Bitten by mosquito politics
“NOW, EVERY single Jamaican, Portmore, I am speaking to you – if a mosquito has ever bitten you in your life, do not vote for the PNP.”
Those words by Kenisha Allen, JLP candidate and former councillor for the Spanish Town division, have stirred up a fair amount of ribaldry and entertainment. I think she meant it as a comment on the management of public health, but many heard it as a throwback to a stark division between all things Comrade and all things Labour: “Dung to de mosquito dem inna Portmore is PNP!”
Evidently, that’s how Everton Fisher, former PNP mayor of Black River, heard it, because he contended in reply that: “We cannot, at this time in our nation’s history, be talking about whether PNP mosquito or JLP mosquito.”
You sure? It seems like that’s exactly what we’re doing.
I think if you really look into what she is saying, the candidate has clearly been studying her folk poetry.

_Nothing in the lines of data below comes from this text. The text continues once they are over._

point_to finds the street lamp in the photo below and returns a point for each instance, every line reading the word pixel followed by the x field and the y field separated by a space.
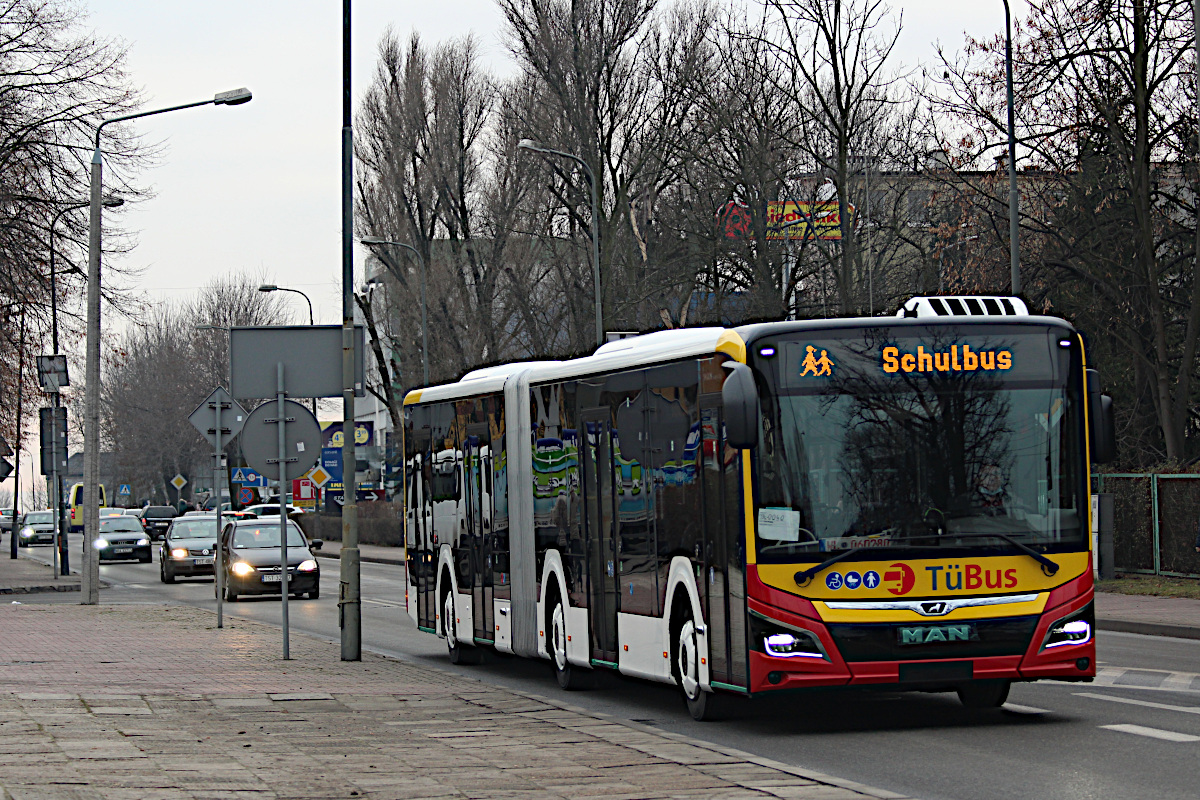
pixel 91 397
pixel 60 542
pixel 533 146
pixel 271 287
pixel 1014 252
pixel 425 326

So she decided to folk up de place: Maskita one, maskita two, Candidate jump inna hot Malahoo I mean callalloo. It’s just that I miss the good old days when Malahoo was the reliable source of these types of sayings.
Basically, Kenisha’s message was that Angela Brown Burke can galang wid har PhD. Kenisha is so clever that she has given herself a PhD in political microbiology after arriving at the stunning discovery that the mosquitoes of Portmore are PNP. Look here, from another angle, y’know, it’s full time now we celebrate the discoveries of these young scientists and give them a chance.
And to be fair, if Kenisha was allowed to elaborate, maybe we would learn that affiliation is based on which garrison the mosquito hails from. Or it might be the mosquito’s gang! There might be some One Order mosquitoes and some Klansman mosquitoes. The key issue there is that one should never try to swat any of those special ones, for they are always ably defended by even larger stinging insects in the courts.
Anyhow, to peek backwards a bit, there was a time when it was proudly announced “dat dung to de dawg inna mi yard is Cumred!”, or “dung to de puss inna mi house haffi seh Showa!” But the general consensus was that this was a waning practice. The whole tribalism thing was supposed to be passe, outa fashion, so yesterday, last week, last year, and all that.
And I think it is a provable fact that there are fewer political dogs and cats roaming the streets and lanes of the island, and if you are unlucky enough to be growled at, barked at, chased, set upon, scratched, bitten, or even (God forbid) mauled, the first inquiry wouldn’t nowadays be about the political affiliation of the animal.
At least I thought that was the new way of seeing things, even though I’ve noticed that the new system has showed some strains. For example, let’s not forget the canine that marched in support of Dudus. He was a fresh reminder that we’re always on the verge of a throwback. Also, I just get a sneaking feeling that that dawg is somewhere waiting to emerge again.
Seriously, this sort of thing is not what anyone was tuning into the local government debate to hear. I thought we were shaking our collective heads at the USA where you can get a man like Trump dropping these sorts of classifications. Or is it that we have a Trumpian communicator?
If so, let me suggest the next major issue after the insects: “We’re gonna build a wall, and Tivoli is gonna pay for it!” To be honest, based on the stories I’m reading about policemen pinned down again, and based on the video being posted everywhere with the gunshot weh a lick inna Tivoli, a wall doesn’t sound like the worst idea at the moment.
EVEN THE ANIMALS DIVIDED
But back to the issue. Fact is, for all we know, the animal population of the country may be hopelessly divided by political affiliation. We don’t speak their languages very well and the media haven’t made it a priority to find out what their ideas are, or what their preferences are in terms of governance.
That’s not to say that they don’t give us hints. For example, I’m now convinced that the jackass population is pretty evenly divided between the two camps.
But more to the point, I remember when Andrew was requesting for Portia to come and walk the streets of the garrison with him. That plan obviously isn’t going to work if when even a likkle beenie mosquito juk somebody, the first question is going to be: “Is a PNP or Labourite mosquito dweet?”
Have we also considered that maybe it’s all this talk of eliminating them that’s causing the mosquitoes to act up? Like the scammers, they clearly have more political clout than would at first appear. Look at how they have injected their issues into the national conversation.
Realistically, I’m guessing most people who heard the mosquito comment immediately thought to themselves: “An annoying insect that feeds off of others and needs to be repelled before it gets into your house and community!” That’s my councillor! That might be the first thought. But most level-headed people would have put that thought aside as unnecessarily cynical.
Except that when the debate devolves into who got bitten by a PNP or JLP vermin, pest, or insect, you can’t blame the public for growing ever more cynical. Especially if the political young are hatching a new infestation of what is recognisably the same old set of diseases.